The properties of graphene make it ideal for use in NEMS sensors. Image:

Pressure sensors also very often rely on measuring deflection of freestanding membranes. Again, due to the very thin nature of graphene, demonstrated pressure sensors are 2-10 times more sensitive per unit area compared to standard silicon or carbon nanotube based sensors. The working sensor prototypes were made using MEMS and NEMS technology, yielding arrays of micrometer-sized membranes that react together to applied pressure. Given a set value for sensitivity, graphene sensors can have a much smaller footprint compared to traditional sensors, which is advantageous for applications in the aerospace sector. Larger area freestanding membrane sensors from graphene were made by supporting the graphene on a polymer or as part of other, more complex layered structures. These large-area sensors have their use in wearable devices for health monitoring, for example.

Due to the small mass and large ultimate tensile strength, graphene is of interest for acoustics. Graphene has been used as a vibrating membrane in active acoustic elements such as loudspeakers and microphones. These elements cover a broader frequency range and have higher sensitivity to sound than their high-end commercial counterparts, due to the mechanical superiority of graphene membranes. Graphene-based speakers and microphones demonstrated to date range in size and technology, from macroscopic headphone-sized speakers, to micro- and nanoscopic microphones integrated on MEMS microchips.
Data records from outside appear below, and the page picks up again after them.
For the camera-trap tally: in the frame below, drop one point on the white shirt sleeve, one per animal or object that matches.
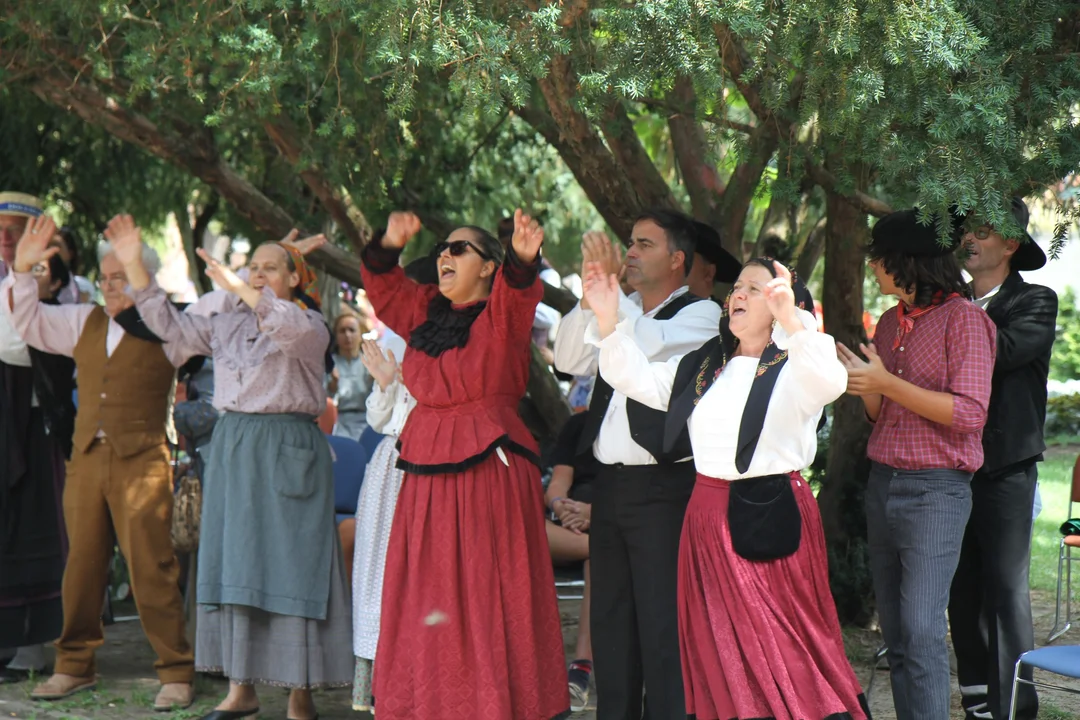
(572, 354)
(685, 333)
(13, 351)
(811, 358)
(628, 369)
Graphene drum quantum memory. Credit: Delft University of Technology

Graphene drums have become an interesting tool for scientists to explore opto- and nanomechanics, by utilizing interactions between external light stimuli and motion of the membrane. Ultimately, these interactions can be used for quantum information storage, i.e. as memory devices in quantum optical computers. Light signals can be stored in mechanical vibrations of graphene membranes for up to 10 milliseconds, hence the drum acts as RAM memory of a quantum computer.

It is apparent that freestanding membranes made of graphene enable a host of novel technologies that range from visual displays to physical sensors to quantum computing. Many of these are now at the prototype stage of development, seeking their paths to the market. Therefore the availability of a graphene product with high mechanical integrity that is aimed at these applications would be very timely.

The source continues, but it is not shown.